When we heard this argument, we jumped aboard the bug bus. We don’t want people to think we are narrow-minded, low status entomophobes, too stuck in our ways to embrace the glorious diversity of edible insects. What are we? Bigots? Squares? No, we’ve joined the insect army and we want our loyal readers to enjoy the extra-succulent delights of exoskeletons. To that end we have prepared a few simple recipes to help you fit more bugs into your diet. Bon appetit.

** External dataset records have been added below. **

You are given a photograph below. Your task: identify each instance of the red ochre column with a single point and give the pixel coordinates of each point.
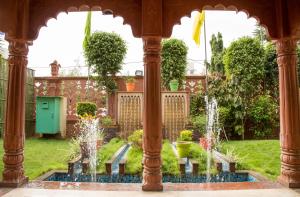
(289, 113)
(152, 140)
(14, 132)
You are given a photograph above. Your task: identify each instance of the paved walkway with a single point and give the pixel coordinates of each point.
(28, 192)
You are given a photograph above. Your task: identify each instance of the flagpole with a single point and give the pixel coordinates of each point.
(205, 59)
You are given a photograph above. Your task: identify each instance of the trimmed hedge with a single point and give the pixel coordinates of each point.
(88, 108)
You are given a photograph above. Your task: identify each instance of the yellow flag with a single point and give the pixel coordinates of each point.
(198, 23)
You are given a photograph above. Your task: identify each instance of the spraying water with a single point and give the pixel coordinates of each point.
(89, 134)
(212, 131)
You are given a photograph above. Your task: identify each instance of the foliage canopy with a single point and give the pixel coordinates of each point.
(174, 61)
(105, 53)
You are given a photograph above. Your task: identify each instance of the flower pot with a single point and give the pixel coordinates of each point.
(99, 143)
(183, 148)
(84, 149)
(203, 142)
(174, 85)
(130, 87)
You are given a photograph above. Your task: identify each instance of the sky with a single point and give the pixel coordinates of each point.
(62, 39)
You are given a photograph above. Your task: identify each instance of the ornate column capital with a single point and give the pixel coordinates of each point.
(152, 44)
(18, 47)
(286, 47)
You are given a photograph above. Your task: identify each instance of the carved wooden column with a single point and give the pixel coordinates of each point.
(14, 132)
(289, 113)
(152, 141)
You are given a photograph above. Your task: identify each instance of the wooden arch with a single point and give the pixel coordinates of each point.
(28, 16)
(274, 15)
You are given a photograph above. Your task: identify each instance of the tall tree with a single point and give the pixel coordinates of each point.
(217, 49)
(87, 29)
(244, 67)
(174, 61)
(260, 34)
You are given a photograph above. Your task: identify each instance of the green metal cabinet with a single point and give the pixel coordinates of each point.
(50, 114)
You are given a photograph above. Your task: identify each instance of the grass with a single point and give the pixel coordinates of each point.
(134, 160)
(106, 152)
(262, 156)
(199, 154)
(169, 160)
(42, 155)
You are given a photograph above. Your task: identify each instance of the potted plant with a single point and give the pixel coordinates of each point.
(136, 138)
(174, 84)
(184, 143)
(130, 83)
(100, 136)
(173, 62)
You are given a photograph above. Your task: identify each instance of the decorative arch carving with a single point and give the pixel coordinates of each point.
(41, 11)
(262, 10)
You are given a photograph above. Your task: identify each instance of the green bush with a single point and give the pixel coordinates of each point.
(199, 122)
(263, 113)
(186, 135)
(86, 108)
(183, 148)
(105, 53)
(136, 138)
(174, 61)
(106, 121)
(224, 114)
(197, 103)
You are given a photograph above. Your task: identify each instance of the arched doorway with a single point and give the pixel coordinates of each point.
(24, 18)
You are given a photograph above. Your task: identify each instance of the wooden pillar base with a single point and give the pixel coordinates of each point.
(289, 113)
(290, 172)
(152, 137)
(14, 130)
(152, 174)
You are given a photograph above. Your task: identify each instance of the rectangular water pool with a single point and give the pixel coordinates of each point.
(222, 177)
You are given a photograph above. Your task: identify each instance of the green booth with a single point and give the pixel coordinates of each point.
(51, 114)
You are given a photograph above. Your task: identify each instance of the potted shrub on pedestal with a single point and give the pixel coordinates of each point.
(184, 143)
(110, 129)
(136, 138)
(130, 84)
(174, 85)
(174, 62)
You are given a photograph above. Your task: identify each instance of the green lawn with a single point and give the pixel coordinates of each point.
(169, 160)
(42, 155)
(262, 156)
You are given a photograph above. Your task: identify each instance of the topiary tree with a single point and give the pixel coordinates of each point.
(244, 67)
(174, 61)
(105, 53)
(86, 108)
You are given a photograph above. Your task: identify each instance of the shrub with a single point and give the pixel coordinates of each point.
(224, 113)
(136, 138)
(86, 108)
(174, 61)
(183, 149)
(197, 103)
(129, 79)
(199, 122)
(186, 135)
(105, 53)
(106, 121)
(263, 113)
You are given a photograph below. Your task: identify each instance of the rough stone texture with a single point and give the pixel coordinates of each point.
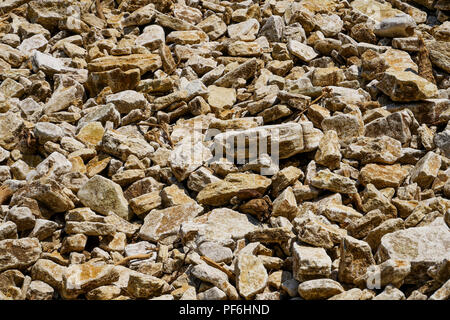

Blend one cup of ice cream with half a cup of milk and then throw in a handful of maggots. These luscious larvae add a delectable creaminess to the shake. You can garnish with strawberries, or blueberries, or worms.
Fried spiders add a special crunch to a salad if they are mixed with lettuce, peppers, cucumbers and radishes. Readers should be warned, however, that their abdomen contains a gooey paste of organs, eggs and excrement. Some diners might find this off-putting, though others might discover that it adds a juicy zest to a salad.
Ants have a fairly neutral flavor on their own, but mixed up in tomato sauce they add thick, hearty and nutritious substance to a pasta dish. Layering sauce and lasagne sheets makes for a healthy, classy meal. You could serve it on a date or at a family function and your guests might never realize what is in their meal – unless you tell them!
Replacing boring old rice with nutty, crunchy, protein rich lice is a great trick for athletes. Just don’t ask yourself whose head they might have been sucking from before they reached your plate.
OK, this one is still in development, but you get the picture. There are endless ways of eating and enjoying insects and we should not let out idle bigotry (bugotry?) from getting in the way. Just don’t ask us what we’re going to move on to promoting once eating insects becomes too common. Frankly, we are still trying to digest our lunch.